Sebuah langkah yang mengejutkan dari Kenneth Branagh, ketika
memutuskan untuk membuat film Cinderella miliknya ini menjadi film yang sangat
setia dengan dongengnya. Mungkin akan menjadi sebuah resiko yang cukup besar
juga, karena Cinderella tak menyuguhkan sesuatu yang berbeda dengan dongengnya
yang sudah sering penontonnya dengar. Sehingga, penonton merasa tak memiliki
alasan untuk harus menyaksikannya dalam layar besar.
Tetapi, Disney tahu benar pangsa mereka, Cinderella pun dikemas dalam
kemasan yang menarik sehingga penonton akan berbondong-bondong pergi
menyaksikan filmnya. Tanpa perlu mengekspansi atau bertutur lebih dewasa dari
dongengnya, Cinderella mampu merekap cerita yang sudah usang itu menjadi sajian
dengan tutur yang sangat lembut tanpa meninggalkan kemagisan dongeng aslinya.
Ya, 100 menit milik Cinderella ini adalah cara instan untuk mendapatkan cita
rasa klasik dongengnya.
Tanpa mengemban misi yang berlebihan, Cinderella berhasil menyajikan
sesuatu yang sederhana. Malah, Cinderella garapan Kenneth Branagh ini berhasil
mengeluarkan daya magisnya dan menciptakan suasana negeri dongeng yang kental.
Juga disokong oleh Chris Weitz dalam departemen naskahnya yang mampu bertutur
dengan sangat lembut. Juga diwarnai dialog-dialog cerdas tanpa yang masih
menunjukkan kemewahan dan sikap anggun seperti karakter-karakternya.

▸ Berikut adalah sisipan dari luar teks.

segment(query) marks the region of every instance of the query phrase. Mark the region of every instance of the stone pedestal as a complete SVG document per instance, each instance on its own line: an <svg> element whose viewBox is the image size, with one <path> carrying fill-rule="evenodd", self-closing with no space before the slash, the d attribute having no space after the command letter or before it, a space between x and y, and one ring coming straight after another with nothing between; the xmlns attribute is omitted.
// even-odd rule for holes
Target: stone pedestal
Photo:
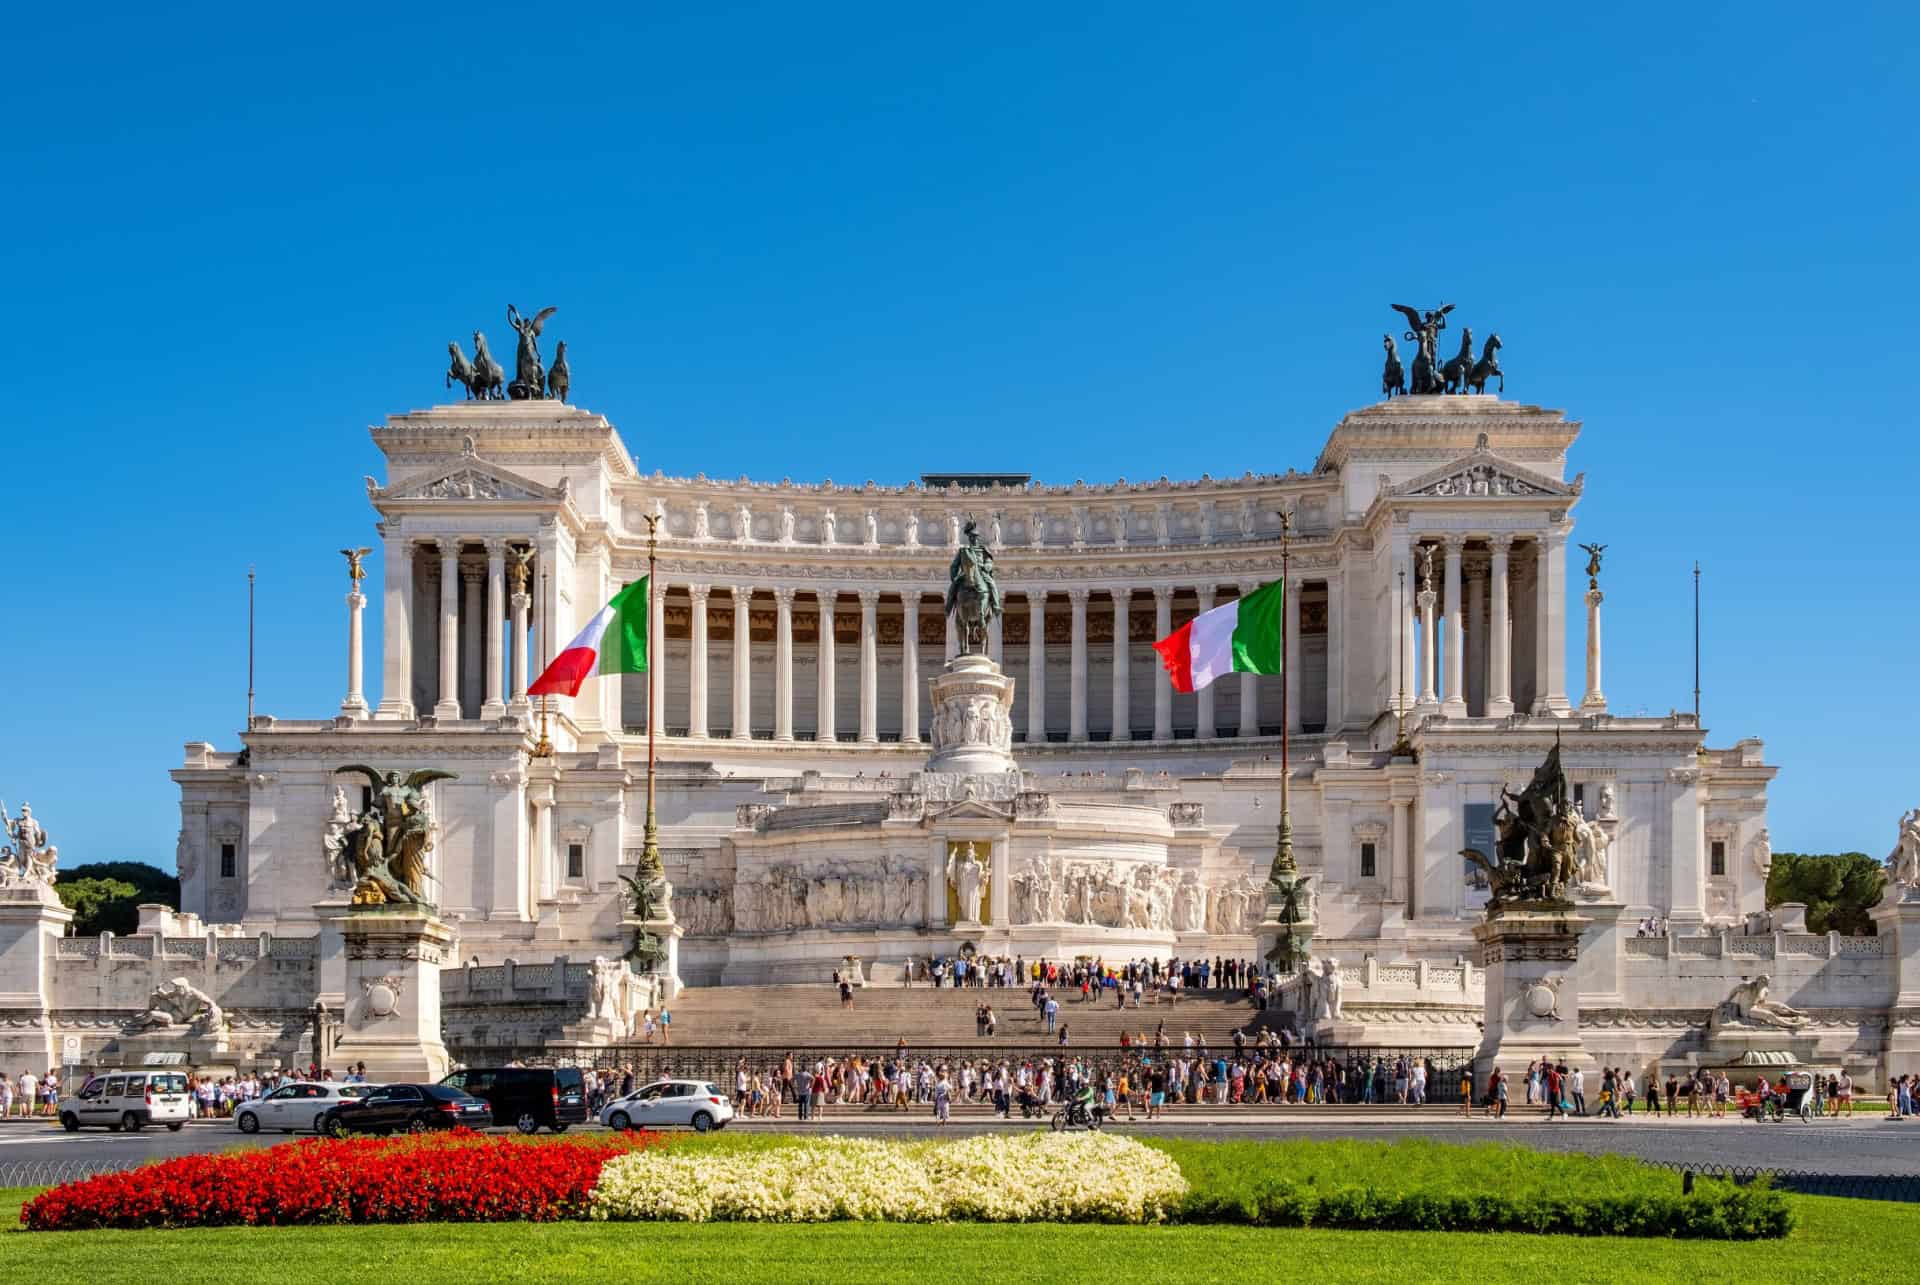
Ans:
<svg viewBox="0 0 1920 1285"><path fill-rule="evenodd" d="M635 919L632 912L629 911L620 916L620 928L623 935L629 941L633 939L633 935L636 932L642 929L660 939L660 945L666 950L667 956L660 961L659 966L654 969L652 973L649 973L648 976L659 985L660 998L664 1002L673 999L680 993L682 985L680 981L680 938L686 934L687 930L681 927L679 921L673 917L673 885L662 880L660 886L663 892L658 904L666 908L665 914L653 919Z"/></svg>
<svg viewBox="0 0 1920 1285"><path fill-rule="evenodd" d="M1889 883L1873 908L1874 931L1887 942L1895 991L1887 1022L1885 1076L1920 1073L1920 888Z"/></svg>
<svg viewBox="0 0 1920 1285"><path fill-rule="evenodd" d="M346 1004L331 1066L367 1064L374 1081L432 1081L447 1073L440 1038L440 969L453 930L424 907L357 910L340 921Z"/></svg>
<svg viewBox="0 0 1920 1285"><path fill-rule="evenodd" d="M43 883L0 888L0 1008L9 1019L0 1023L0 1066L37 1074L58 1063L53 952L72 922L73 912Z"/></svg>
<svg viewBox="0 0 1920 1285"><path fill-rule="evenodd" d="M1013 680L987 656L955 656L928 683L933 753L927 771L1001 776L1013 766Z"/></svg>
<svg viewBox="0 0 1920 1285"><path fill-rule="evenodd" d="M1605 600L1599 586L1587 590L1587 694L1580 701L1584 714L1607 712L1607 698L1600 690L1600 604Z"/></svg>
<svg viewBox="0 0 1920 1285"><path fill-rule="evenodd" d="M1574 972L1580 934L1592 922L1566 906L1503 910L1473 926L1487 985L1473 1059L1476 1085L1485 1084L1495 1066L1518 1089L1529 1062L1548 1058L1578 1067L1586 1061Z"/></svg>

Memang tak melulu Cinderella milik Kenneth Branagh ini sangat setia dengan
sumber aslinya. Lewat naskah milik Chris Weitz juga, Cinderella menjadi lebih
kaya cerita dibandingkan dongeng sebelumnya. Terlebih, pengembangan karakternya
pun tak menjadi komikal layaknya sumber aslinya. Para karakter –terutama
karakter antagonis –menjadi lebih multidimensional dan berhasil memiliki yang
sebenarnya bertujuan mengekspansi tetapi dalam batas yang wajar. Bukan serta
merta memperluas sudut pandang, tetapi lebih kepada menunjukkan sisi vulnerable
dari setiap karakternya.
Cinderella versi Kenneth Branagh ini tak hanya menjual mimpi seorang
gadis untuk mendapatkan pria idamannya. Tetapi, ada sisi emosional tentang
keluarga, berbuat baik, keberanian, dan cinta yang tak hanya berasal dari
pasangan, tetapi dari siapapun itu. Dan sang sutradara berhasil menyampaikan
setiap detil pesan dengan sangat baik dan penonton sangat bisa memiliki relasi
yang kuat karena bagaimana Kenneth Branagh sangat kuat dalam mengarahkan
filmnya.
Tak perlu diragukan masalah production
value di dalam film Cinderella. Kostum, setting tempat, dan detil-detil
lainnya tentu akan digarap dengan serius. Sehingga, segalanya nampak serasi dan
menghibur mata yang memandang layaknya Cinderella yang baru mendapat gaun baru
dari sang Ibu Peri. Juga, penataan kamera yang menarik sehingga terlihat
memaksimalkan format IMAX yang digunakan di film ini. Tanpa efek tiga dimensi,
gambar-gambar di film ini terasa dekat di mata penontonnya.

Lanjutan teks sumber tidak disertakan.